I remember the first time I met Vicki. We were assigned to share a computer in science class, and we began writing notes back and forth on our computer. She was in two of my classes, and we often walked to class together. As time went by, we hung out together at school and became pretty good friends.
One day Vicki (not her real name) told me she had a few problems that she didn’t tell many people about. They included alcohol abuse and smoking. Her brother was in trouble with the law and tended to get her in trouble too. She never tried to influence me to do the things she was doing, and I respected her for that. I think she really didn’t like her dysfunctional family life and didn’t want to do some of the things she did.
The day she told me about the trouble she was in, she seemed afraid to confide in me, but it seemed she needed to talk to someone about it. It was hard to believe that such a sweet girl with such a pleasant and easy-to-like personality could get herself into so much trouble.
I know her family life played a big part in her problems. Vicki’s parents divorced when she was 3. She lived with her dad, but they didn’t get along. She said she missed her mother. Her home life was anything but happy. To me she seemed more like a victim, not a culprit.
14 is too young
As time passed, we remained friends, but I sort of forgot about what she had told me because she never talked about it again.
Then, when I came back to school after spring break, I heard the horrible news. Vicki had committed suicide.
At first I thought the story about her death was some kind of cruel joke that couldn’t possibly be true. I didn’t want to believe it even when our science teacher announced her death to the class.
I could think of nothing else for the rest of the day. My friend Vicki was dead. Fourteen is too young to die.
Rumors began to fly, some true, some not. Questions remain unanswered that even Vicki’s suicide note couldn’t explain. Some evidence seemed to indicate that she had changed her mind about committing suicide but too late to save herself. Maybe her actions were only a desperate cry for help, and now it was too late.

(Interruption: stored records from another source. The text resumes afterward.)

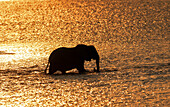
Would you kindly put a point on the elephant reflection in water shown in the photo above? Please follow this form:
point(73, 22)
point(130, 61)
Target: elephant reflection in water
point(64, 59)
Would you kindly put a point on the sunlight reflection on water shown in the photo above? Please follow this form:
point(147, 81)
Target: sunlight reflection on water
point(15, 52)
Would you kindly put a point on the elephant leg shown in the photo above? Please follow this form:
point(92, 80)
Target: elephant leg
point(63, 72)
point(52, 69)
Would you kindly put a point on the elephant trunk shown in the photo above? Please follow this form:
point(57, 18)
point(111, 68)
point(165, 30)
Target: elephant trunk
point(97, 63)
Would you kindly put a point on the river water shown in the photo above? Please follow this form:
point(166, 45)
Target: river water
point(128, 35)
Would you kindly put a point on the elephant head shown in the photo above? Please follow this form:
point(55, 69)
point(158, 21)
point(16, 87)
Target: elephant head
point(88, 53)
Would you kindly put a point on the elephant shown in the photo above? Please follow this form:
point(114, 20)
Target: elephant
point(64, 59)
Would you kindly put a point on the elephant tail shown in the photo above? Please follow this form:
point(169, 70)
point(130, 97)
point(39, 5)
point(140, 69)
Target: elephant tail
point(46, 68)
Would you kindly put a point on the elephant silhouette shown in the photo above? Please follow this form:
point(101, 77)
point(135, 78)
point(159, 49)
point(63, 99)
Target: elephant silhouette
point(64, 59)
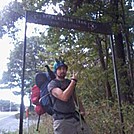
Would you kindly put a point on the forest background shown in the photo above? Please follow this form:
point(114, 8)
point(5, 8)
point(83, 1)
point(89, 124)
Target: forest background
point(87, 52)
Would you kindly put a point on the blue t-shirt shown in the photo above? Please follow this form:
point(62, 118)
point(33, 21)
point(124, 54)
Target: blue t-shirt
point(60, 106)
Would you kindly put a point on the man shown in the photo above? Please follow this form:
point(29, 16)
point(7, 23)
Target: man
point(65, 118)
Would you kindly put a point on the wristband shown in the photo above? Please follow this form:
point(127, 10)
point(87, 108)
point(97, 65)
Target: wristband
point(74, 80)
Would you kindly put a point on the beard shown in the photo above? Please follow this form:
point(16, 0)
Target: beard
point(62, 76)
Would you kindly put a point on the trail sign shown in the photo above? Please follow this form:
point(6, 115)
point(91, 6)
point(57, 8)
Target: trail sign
point(68, 22)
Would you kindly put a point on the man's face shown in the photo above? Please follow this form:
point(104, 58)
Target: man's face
point(61, 72)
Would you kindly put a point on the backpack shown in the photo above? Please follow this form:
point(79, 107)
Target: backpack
point(40, 96)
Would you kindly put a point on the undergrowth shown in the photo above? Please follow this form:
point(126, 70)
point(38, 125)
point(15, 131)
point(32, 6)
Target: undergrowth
point(101, 118)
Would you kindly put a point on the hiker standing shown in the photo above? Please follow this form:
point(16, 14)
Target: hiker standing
point(65, 118)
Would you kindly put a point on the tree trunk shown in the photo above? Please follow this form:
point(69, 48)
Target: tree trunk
point(103, 64)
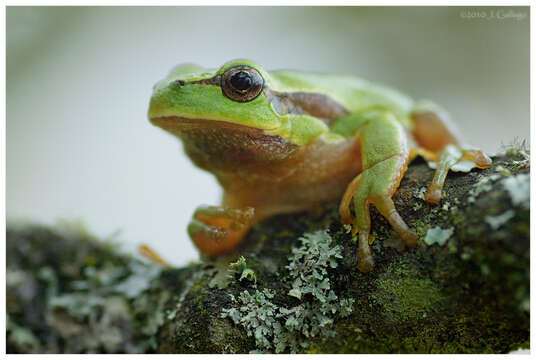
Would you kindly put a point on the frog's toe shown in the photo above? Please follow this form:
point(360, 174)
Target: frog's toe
point(216, 230)
point(480, 158)
point(366, 264)
point(365, 260)
point(433, 194)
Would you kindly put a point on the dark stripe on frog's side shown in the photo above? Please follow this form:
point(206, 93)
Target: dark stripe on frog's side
point(314, 104)
point(318, 105)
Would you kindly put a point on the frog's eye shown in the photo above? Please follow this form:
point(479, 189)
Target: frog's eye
point(242, 83)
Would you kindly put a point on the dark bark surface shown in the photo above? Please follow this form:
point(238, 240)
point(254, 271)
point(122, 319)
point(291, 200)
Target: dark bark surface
point(464, 289)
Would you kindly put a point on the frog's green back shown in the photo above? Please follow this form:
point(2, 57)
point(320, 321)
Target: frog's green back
point(352, 92)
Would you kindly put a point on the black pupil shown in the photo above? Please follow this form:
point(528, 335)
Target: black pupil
point(241, 81)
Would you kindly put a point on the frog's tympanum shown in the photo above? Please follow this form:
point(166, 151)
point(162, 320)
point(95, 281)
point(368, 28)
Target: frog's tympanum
point(286, 141)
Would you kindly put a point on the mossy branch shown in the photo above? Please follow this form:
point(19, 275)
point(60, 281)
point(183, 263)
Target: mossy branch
point(464, 289)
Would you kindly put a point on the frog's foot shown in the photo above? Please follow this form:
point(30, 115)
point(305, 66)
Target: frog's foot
point(216, 230)
point(448, 157)
point(367, 188)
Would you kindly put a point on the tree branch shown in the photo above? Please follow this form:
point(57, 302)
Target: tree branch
point(464, 289)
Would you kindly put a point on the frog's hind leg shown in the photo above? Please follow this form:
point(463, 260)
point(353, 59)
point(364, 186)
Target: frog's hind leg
point(385, 156)
point(216, 230)
point(436, 134)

For the next few days, all kinds of questions raced through my mind. Why did she do it? Was Vicki’s life so unbearable that she saw no other way out of her problems? Maybe I should have talked to her more. Was there something I could have done?
All my life I had taken my friends for granted. I had never known what it was like to lose one. Dealing with the loss of a friend is almost unbearable, as is coping with the feelings of denial, blame and fear. Sometimes I still blame myself. Could I have called someone or taken some other action? Those feelings just won’t go away.
I’ve talked to people about Vicki’s suicide: my friends and especially my parents. Although they have helped me to see that Vicki’s death was not my fault, it still hurts.
Needed to talk
Talking to my parents and surrounding myself with my friends has helped me the most, but sometimes I can’t help feeling that tomorrow I may lose another friend.
I ask myself if there is anything in my friendship with Vicki I could have done differently. Could I have spent more time with her or maybe talked to her about her problems? I should have advised her to talk to a counselor at school since she couldn’t talk to her father.
But, even through the pain of losing my friend, my parents have helped me see that there is a brighter day ahead for Vicki. I look forward to the time when there will be a resurrection of the dead, to a time when I can be there to help Vicki overcome her problems in a world that will be free of the pain of today’s society.
I’m glad Vicki-and numerous others whose lives were cut off prematurely-will live again in a much happier time.
I’ve learned one things for sure from this experience: Don’t take your friends for granted. You never know when they might be gone.